Regionali in Campania, il Movimento Qualità della Vita propone una delega assessorile al Benessere Animale D. Esposito: “Una scelta di civiltà per una Campania più moderna e più attenta ai nostri amici a 4 zampe”
Il Movimento Qualità della Vita, guidato da Domenico Esposito, lancia una proposta concreta agli schieramenti in corsa per il governo della Campania: istituire una delega assessorile specifica al Benessere Animale, pienamente compatibile con il quadro normativo regionale e incardinata preferibilmente nell’Assessorato all’Agricoltura.
«Prendiamo atto – precisa Esposito – della corretta osservazione del vicepresidente della Camera Sergio Costa: “la legge non consente di creare un assessorato esclusivamente dedicato al benessere animale”. Proprio per questo la nostra proposta non mira a un nuovo assessorato, bensì a una delega tematica chiara, operativa e riconoscibile, in grado di dare finalmente una linea istituzionale a una materia oggi lasciata nell’ombra».
In Campania: aree cani insufficienti, degradate o del tutto assenti nei quartieri più popolosi
Esposito sottolinea inoltre la gravità delle condizioni attuali: «A Napoli come nelle altre province campane, le aree cani sono poche, spesso degradate, e molte zone non dispongono neanche di uno spazio dedicato allo sgambettamento, nonostante migliaia di famiglie convivano con un animale domestico. La mancanza di una visione istituzionale coordinata ha prodotto degrado, conflitti tra cittadini e assenza di politiche educative».
La proposta del Movimento Qualità della Vita è concreta e pienamente attuabile.
Esposito delinea quattro linee operative che una delega al Benessere Animale potrebbe attivare immediatamente: 1) mettere in rete Comuni, ASL, associazioni e volontari, superando la frammentazione attuale e creando una cabina di regia regionale; 2) promuovere programmi di sensibilizzazione, campagne contro l’abbandono e il randagismo, iniziative per la tutela degli animali e per la convivenza responsabile negli spazi urbani; 3) sviluppare nuove aree cani e riqualificare quelle esistenti, affidandone la cura e la manutenzione a comitati di quartiere, associazioni e privati senza scopo di lucro, così da garantire spazi ordinati, sicuri e realmente utilizzabili; 4) integrare queste azioni in una strategia ampia di qualità della vita, riducendo il degrado urbano e i conflitti tra cittadini. «Oggi – sottolinea Esposito – mancano campagne educative, controlli adeguati e spazi dedicati.
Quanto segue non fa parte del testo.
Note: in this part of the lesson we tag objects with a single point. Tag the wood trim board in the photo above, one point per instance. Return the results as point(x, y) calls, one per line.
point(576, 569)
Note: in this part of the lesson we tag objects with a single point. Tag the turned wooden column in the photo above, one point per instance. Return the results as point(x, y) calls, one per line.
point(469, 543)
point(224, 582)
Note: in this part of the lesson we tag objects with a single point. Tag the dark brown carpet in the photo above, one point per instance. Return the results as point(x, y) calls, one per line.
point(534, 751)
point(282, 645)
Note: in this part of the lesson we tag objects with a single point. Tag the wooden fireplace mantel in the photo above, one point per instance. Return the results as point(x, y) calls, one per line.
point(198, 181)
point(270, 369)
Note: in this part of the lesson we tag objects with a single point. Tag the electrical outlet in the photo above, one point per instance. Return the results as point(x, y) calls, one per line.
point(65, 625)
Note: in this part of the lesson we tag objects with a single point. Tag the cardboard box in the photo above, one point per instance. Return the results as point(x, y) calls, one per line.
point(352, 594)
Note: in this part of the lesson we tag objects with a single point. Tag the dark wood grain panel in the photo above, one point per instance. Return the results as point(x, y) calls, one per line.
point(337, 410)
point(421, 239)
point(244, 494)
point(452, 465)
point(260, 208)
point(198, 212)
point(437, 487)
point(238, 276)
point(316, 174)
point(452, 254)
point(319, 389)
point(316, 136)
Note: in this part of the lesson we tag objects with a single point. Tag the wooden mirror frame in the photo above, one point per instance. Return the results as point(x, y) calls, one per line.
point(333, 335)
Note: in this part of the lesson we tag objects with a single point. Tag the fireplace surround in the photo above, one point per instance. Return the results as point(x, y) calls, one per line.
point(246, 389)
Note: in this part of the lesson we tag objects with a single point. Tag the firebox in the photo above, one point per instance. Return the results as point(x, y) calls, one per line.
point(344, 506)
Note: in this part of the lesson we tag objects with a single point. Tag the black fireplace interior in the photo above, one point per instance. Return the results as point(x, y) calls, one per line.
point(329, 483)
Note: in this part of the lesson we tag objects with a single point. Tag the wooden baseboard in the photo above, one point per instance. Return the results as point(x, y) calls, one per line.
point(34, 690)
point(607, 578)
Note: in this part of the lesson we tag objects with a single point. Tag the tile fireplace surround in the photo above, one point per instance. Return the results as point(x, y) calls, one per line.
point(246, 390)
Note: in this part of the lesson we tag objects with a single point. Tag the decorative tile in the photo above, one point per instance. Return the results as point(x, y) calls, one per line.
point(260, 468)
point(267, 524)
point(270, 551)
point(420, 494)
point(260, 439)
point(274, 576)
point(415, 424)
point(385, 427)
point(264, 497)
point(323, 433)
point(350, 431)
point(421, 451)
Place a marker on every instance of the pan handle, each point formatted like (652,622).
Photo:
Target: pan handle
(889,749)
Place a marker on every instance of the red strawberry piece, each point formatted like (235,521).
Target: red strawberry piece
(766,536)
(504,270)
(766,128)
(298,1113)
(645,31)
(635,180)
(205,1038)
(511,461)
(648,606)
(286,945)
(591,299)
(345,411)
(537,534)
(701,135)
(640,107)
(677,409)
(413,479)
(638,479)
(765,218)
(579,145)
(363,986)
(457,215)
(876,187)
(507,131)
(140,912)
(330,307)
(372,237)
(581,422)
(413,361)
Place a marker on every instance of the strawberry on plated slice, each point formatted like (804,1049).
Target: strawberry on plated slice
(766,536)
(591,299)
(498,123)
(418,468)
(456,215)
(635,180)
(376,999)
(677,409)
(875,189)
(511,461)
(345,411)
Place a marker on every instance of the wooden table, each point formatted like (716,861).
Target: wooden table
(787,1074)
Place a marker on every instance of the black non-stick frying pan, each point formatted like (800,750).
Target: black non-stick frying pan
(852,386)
Più aree cani significa meno deiezioni, meno degrado, più serenità e più qualità della vita».
A tutto questo si aggiunge un ulteriore obiettivo strategico: «Si tratta anche di un modo per potenziare gli strumenti operativi dei Sindaci e dei Presidenti di Municipalità, dotandoli di risorse specifiche e competenze dedicate, e allo stesso tempo coordinare meglio Regione, Comuni e Municipalità in un’unica strategia condivisa – sottolinea Esposito. Solo con una governance integrata è possibile affrontare il tema del benessere in modo efficace, concreto e vicino ai territori».
Il presidente conclude con una visione di lungo periodo: «Una Campania più pulita, più organizzata e più civile è una regione che rispetta gli animali e coinvolge i cittadini nella cura degli spazi comuni. Una delega assessorile al Benessere Animale, affidata e pienamente sostenuta dal futuro assessore all’Agricoltura, rappresenterebbe uno strumento strategico per coordinare politiche territoriali e interventi locali: creerebbe civiltà, ordine, benessere e una nuova cultura urbana. È una proposta seria, sostenibile e immediatamente realizzabile».